Study Type – Therapy (case series) Level of Evidence 4

OBJECTIVE

To evaluate, in a prospective study, the combination of the antimuscarinic propiverine and the antidiuretic hormone-agonist desmopressin in children and adolescents not responsive to previous monotherapy, as in primary monosymptomatic enuresis (PME), combined treatments are considered a second-line approach after the failure of monotherapy.

PATIENTS AND METHODS

The study included 122 children and adolescents (mean age 10.8 years, range 5–21) with PME and so far unresponsive to single or multiple monotherapy.
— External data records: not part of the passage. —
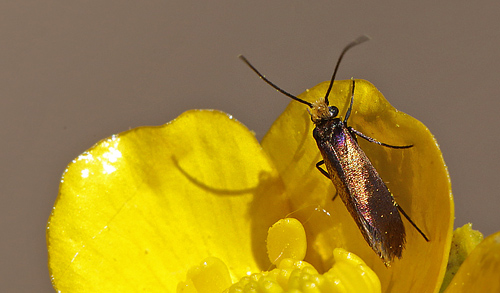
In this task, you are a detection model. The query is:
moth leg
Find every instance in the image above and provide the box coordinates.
[316,160,338,201]
[347,127,413,149]
[396,205,429,242]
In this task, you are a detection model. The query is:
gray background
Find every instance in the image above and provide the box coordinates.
[0,0,500,292]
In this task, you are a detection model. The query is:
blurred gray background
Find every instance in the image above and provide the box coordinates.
[0,0,500,292]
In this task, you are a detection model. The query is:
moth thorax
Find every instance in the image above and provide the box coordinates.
[309,98,333,123]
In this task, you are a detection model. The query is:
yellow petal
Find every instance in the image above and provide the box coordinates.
[267,218,307,264]
[445,232,500,293]
[262,80,454,292]
[440,223,483,292]
[47,111,286,292]
[177,257,232,293]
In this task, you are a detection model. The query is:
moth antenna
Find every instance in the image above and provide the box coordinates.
[325,35,370,105]
[238,55,312,108]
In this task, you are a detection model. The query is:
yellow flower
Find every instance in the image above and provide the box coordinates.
[47,80,500,292]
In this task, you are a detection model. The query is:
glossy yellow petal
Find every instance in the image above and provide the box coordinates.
[440,223,484,292]
[177,257,233,293]
[266,218,307,264]
[445,232,500,293]
[47,110,286,292]
[262,80,454,292]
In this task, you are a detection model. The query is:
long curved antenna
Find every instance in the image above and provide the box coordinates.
[238,55,312,108]
[325,35,370,105]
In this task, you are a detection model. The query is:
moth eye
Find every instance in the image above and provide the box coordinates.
[328,106,339,117]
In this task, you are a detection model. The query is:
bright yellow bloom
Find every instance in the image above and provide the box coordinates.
[47,80,500,292]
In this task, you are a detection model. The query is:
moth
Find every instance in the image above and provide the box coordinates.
[239,35,429,266]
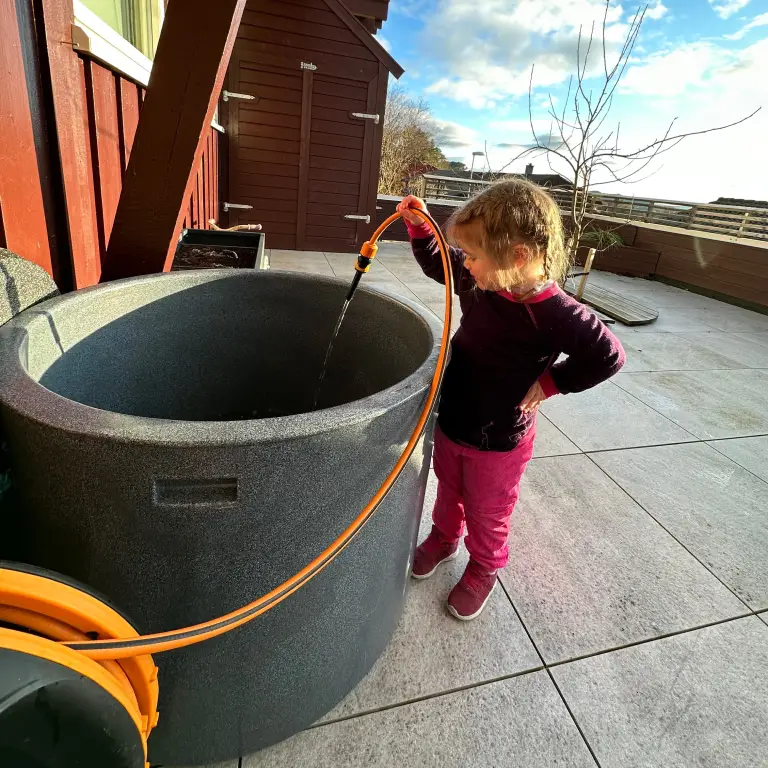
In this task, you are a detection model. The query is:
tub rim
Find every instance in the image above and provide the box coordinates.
[0,269,443,447]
Propiverine (body weight <30 kg, 15 mg/day; ≥30 kg, 20 mg/day) and desmopressin (0.4 mg/night) were administered over 3 months, followed by successive structured withdrawal programmes for propiverine and desmopressin, depending on the amount of loss of urine at night before treatment.

RESULTS

The re-evaluation of unresponsive patients, incorporating video-urodynamics, showed neurogenic detrusor overactivity, isolated detrusor sphincter dyssynergia and vesicorenal reflux in 12.3% (15/122) of patients, so far falsely treated as enuresis. In 107 of 122 patients the diagnosis of PME was confirmed. The primary efficacy outcome, continence at night, was achieved in 104 of 107 patients (97.2%). During the individual follow-up periods (3–12 months), 23 of 107 (21.5%) patients relapsed after withdrawal of both medications. Adverse events of moderate intensity were rare (3.7%).

CONCLUSION

Re-evaluation of patients after monotherapy has failed is justified, because other entities can be discovered in patients so far treated unsuccessfully for enuresis. The combination of propiverine and desmopressin is highly effective in children with PME. Our results support the case for further optimizing the inaugurated treatment algorithm of PME for treatment duration, dose-titration and structured withdrawal programmes, thus possibly further decreasing relapse rates.